Version: 7.3.5.2 / LibreOffice Community
Build ID: 184fe81b8c8c30d8b5082578aee2fed2ea847c01
CPU threads: 2; OS: Linux 5.4; UI render: default; VCL: qt5 (qfont+xcb)
Locale: es-AR (es_AR.UTF-8); UI: en-US
Calc: threaded


The same happens with the version included in Lubuntu 20.04:

Versión: 6.4.7.2
Id. de compilación: 1:6.4.7-0ubuntu0.20.04.1
Subprocs. CPU: 2; SO: Linux 5.4; Repres. IU: predet.; VCL: qt5; 
Configuración regional: es-AR (es_AR.UTF-8); Idioma de IU: es-ES
Calc: threaded


In both cases, I checked the proxy settings with:

$grep -i proxy ~/.config/libreoffice/4/user/registrymodifications.xcu 
<item oor:path="/org.openoffice.Inet/Settings"><prop oor:name="ooInetHTTPProxyName" oor:op="fuse"><value>192.168.x.x</value></prop></item>
<item oor:path="/org.openoffice.Inet/Settings"><prop oor:name="ooInetHTTPProxyPort" oor:op="fuse"><value>3128</value></prop></item>
<item oor:path="/org.openoffice.Inet/Settings"><prop oor:name="ooInetHTTPSProxyName" oor:op="fuse"><value>192.168.x.x</value></prop></item>
<item oor:path="/org.openoffice.Inet/Settings"><prop oor:name="ooInetHTTPSProxyPort" oor:op="fuse"><value>3128</value></prop></item>
<item oor:path="/org.openoffice.Inet/Settings"><prop oor:name="ooInetProxyType" oor:op="fuse"><value>2</value></prop></item>
Comment 16 abma 2023-03-23 15:05:22 UTC
i've hit the same problem when opening a signed PDF in Draw 7.0.4.2 on Debian 11 behind a proxy.

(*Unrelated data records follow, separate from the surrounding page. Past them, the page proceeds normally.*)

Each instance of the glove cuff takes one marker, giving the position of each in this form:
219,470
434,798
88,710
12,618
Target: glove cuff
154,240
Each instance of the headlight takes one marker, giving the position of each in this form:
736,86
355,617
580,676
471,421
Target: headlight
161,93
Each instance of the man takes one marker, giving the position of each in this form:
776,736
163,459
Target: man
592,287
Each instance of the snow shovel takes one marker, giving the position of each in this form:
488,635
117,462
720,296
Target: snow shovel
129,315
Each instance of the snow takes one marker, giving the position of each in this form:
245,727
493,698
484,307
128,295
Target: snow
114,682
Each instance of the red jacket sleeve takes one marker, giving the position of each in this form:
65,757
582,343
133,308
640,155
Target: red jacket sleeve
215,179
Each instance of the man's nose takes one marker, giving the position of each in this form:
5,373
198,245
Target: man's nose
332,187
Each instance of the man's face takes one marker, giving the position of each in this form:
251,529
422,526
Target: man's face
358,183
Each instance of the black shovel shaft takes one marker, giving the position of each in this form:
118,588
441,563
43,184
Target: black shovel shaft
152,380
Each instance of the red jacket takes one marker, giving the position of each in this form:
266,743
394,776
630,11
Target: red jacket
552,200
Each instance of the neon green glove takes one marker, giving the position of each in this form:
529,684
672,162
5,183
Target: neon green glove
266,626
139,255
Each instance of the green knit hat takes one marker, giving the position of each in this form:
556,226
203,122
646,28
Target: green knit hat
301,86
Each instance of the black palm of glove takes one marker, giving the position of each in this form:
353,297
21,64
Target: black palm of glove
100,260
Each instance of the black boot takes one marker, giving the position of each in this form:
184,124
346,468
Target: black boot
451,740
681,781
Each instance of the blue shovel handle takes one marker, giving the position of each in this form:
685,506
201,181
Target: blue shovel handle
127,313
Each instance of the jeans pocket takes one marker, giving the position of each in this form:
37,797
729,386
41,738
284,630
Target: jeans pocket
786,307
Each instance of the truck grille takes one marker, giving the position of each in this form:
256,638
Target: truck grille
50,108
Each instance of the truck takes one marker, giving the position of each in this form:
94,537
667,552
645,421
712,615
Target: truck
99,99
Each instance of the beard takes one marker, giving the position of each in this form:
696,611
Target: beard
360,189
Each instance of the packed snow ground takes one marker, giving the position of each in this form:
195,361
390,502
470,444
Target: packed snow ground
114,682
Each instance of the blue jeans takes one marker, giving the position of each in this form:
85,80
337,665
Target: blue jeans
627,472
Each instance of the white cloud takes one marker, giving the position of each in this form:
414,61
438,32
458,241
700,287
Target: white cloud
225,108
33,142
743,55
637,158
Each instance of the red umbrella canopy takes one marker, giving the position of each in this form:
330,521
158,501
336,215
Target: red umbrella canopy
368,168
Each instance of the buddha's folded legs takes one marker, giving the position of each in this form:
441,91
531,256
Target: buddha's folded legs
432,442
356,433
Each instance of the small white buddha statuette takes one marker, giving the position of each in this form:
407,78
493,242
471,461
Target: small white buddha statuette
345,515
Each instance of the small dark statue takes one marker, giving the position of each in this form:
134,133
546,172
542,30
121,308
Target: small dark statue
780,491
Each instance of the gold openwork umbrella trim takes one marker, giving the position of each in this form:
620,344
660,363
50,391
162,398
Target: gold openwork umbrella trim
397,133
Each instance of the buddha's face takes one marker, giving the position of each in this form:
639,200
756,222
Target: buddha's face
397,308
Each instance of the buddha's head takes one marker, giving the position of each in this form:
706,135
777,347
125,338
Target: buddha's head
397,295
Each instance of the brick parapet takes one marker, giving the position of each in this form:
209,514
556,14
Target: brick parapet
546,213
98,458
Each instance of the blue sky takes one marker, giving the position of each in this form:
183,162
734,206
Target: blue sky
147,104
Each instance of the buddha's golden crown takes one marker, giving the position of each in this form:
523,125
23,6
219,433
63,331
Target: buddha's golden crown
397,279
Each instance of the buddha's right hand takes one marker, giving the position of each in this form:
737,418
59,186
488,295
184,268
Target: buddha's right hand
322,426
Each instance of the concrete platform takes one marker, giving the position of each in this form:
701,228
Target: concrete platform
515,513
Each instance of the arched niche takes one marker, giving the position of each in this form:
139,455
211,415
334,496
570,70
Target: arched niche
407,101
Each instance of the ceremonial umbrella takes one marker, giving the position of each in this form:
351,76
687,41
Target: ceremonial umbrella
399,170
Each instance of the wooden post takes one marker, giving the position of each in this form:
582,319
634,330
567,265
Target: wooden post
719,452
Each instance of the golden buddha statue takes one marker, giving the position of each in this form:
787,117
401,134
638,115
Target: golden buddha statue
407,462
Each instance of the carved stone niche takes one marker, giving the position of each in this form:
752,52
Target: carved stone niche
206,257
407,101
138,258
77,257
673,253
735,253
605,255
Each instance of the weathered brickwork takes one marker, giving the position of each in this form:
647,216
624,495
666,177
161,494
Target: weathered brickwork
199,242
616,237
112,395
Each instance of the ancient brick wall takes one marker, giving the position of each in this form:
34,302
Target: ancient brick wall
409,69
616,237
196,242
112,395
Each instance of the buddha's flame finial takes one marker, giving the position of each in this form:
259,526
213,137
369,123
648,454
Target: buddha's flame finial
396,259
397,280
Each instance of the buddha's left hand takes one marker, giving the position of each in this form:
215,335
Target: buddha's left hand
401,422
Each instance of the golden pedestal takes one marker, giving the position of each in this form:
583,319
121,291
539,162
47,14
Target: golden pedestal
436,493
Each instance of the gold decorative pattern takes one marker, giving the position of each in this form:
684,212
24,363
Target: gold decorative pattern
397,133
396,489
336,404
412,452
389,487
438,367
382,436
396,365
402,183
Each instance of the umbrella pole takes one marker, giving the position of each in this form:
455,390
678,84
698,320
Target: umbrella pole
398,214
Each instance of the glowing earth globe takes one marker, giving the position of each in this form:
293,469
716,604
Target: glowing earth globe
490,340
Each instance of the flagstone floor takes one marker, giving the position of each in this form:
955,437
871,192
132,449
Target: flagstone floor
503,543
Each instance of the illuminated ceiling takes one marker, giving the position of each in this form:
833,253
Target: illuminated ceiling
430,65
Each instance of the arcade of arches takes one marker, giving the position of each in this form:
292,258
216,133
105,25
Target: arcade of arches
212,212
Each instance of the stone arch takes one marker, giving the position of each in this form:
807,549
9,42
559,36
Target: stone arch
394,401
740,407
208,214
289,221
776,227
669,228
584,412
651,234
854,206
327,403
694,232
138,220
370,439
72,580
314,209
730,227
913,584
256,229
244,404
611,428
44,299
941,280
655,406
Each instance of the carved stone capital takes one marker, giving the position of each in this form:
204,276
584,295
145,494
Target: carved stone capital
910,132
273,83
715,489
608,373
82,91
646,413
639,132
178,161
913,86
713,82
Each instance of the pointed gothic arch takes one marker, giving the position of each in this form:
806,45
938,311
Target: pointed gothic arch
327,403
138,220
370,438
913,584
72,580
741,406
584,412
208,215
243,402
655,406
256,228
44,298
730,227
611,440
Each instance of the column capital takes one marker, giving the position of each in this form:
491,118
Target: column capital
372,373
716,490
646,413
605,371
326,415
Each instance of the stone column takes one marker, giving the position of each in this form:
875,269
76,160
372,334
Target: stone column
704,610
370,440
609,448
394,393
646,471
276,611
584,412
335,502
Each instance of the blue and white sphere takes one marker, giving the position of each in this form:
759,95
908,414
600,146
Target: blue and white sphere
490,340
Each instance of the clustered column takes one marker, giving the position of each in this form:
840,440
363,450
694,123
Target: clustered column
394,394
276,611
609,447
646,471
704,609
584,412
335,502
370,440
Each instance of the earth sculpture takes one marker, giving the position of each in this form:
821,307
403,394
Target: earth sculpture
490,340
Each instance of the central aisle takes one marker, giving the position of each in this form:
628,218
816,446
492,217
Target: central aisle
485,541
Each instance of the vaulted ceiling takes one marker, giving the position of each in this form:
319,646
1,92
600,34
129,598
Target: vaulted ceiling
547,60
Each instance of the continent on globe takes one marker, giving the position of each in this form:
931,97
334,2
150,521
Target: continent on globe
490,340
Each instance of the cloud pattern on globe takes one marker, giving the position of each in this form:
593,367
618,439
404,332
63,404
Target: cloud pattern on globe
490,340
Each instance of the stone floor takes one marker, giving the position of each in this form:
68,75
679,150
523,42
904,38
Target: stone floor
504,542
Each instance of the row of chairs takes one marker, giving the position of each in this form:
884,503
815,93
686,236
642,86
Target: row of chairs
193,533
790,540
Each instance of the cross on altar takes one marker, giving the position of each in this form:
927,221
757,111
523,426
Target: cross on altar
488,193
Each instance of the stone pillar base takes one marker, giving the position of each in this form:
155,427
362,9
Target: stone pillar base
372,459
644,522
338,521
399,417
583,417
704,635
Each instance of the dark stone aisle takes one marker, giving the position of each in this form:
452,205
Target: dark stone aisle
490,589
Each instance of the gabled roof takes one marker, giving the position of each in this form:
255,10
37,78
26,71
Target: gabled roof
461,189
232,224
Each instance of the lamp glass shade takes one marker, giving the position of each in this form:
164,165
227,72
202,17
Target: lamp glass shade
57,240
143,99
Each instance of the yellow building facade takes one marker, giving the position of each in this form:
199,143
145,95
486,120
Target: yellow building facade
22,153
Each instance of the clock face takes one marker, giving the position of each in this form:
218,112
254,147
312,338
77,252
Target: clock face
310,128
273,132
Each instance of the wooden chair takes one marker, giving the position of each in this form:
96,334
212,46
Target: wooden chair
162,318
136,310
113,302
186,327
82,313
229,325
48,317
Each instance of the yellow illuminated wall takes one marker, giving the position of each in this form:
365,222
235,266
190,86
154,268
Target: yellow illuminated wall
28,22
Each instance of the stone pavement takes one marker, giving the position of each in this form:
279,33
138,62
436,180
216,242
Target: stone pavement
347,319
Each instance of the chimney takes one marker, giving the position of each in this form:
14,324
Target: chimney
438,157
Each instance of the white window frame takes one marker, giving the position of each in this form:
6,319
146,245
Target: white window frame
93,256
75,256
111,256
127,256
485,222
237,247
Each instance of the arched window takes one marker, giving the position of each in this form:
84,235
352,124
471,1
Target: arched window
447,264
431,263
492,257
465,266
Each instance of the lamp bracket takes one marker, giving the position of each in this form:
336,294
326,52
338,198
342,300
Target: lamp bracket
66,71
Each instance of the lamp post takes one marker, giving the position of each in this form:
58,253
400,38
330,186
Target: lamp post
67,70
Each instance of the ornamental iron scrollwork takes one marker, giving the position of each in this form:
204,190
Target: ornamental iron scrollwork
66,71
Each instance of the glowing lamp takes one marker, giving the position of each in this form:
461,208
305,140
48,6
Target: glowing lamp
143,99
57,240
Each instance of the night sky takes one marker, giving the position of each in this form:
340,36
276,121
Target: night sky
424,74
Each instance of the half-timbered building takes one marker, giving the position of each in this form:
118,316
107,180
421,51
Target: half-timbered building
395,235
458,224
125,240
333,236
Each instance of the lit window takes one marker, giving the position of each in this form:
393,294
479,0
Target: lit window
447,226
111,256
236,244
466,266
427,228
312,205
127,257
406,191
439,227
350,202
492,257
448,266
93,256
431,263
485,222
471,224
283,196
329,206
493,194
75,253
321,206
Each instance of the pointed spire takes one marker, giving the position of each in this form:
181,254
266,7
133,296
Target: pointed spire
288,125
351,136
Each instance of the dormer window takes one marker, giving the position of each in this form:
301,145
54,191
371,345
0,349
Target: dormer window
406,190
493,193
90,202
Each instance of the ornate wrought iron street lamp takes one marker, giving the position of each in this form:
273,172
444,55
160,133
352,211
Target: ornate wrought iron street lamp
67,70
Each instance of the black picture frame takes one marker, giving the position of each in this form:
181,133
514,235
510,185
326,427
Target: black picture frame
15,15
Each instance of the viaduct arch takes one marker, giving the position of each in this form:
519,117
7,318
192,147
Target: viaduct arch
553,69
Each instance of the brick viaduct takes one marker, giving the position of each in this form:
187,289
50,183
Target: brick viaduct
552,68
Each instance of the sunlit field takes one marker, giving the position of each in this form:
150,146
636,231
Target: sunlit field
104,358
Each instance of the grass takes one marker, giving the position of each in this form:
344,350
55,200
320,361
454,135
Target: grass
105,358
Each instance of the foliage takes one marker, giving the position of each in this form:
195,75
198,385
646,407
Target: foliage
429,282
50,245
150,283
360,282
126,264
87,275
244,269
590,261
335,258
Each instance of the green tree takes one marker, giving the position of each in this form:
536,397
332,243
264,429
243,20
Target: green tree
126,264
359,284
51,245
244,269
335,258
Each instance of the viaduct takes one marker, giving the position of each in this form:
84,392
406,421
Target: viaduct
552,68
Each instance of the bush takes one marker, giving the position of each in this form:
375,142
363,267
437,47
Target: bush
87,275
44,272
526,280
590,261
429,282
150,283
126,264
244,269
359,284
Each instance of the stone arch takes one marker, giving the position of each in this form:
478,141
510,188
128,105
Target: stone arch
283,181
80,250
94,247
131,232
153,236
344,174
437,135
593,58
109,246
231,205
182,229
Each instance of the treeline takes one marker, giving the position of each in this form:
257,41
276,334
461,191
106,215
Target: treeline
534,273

with proxychains4 i can workarround the problem:

$ proxychains soffice

[...]
[proxychains] Dynamic chain  ...  <ip of proxy:3128  ...  193.174.13.86:80  ...  OK
[...]

193.174.13.86 is ocsp.pca.dfn.de.


LO seems to ignore the configured proxy when validating a signed pdf document.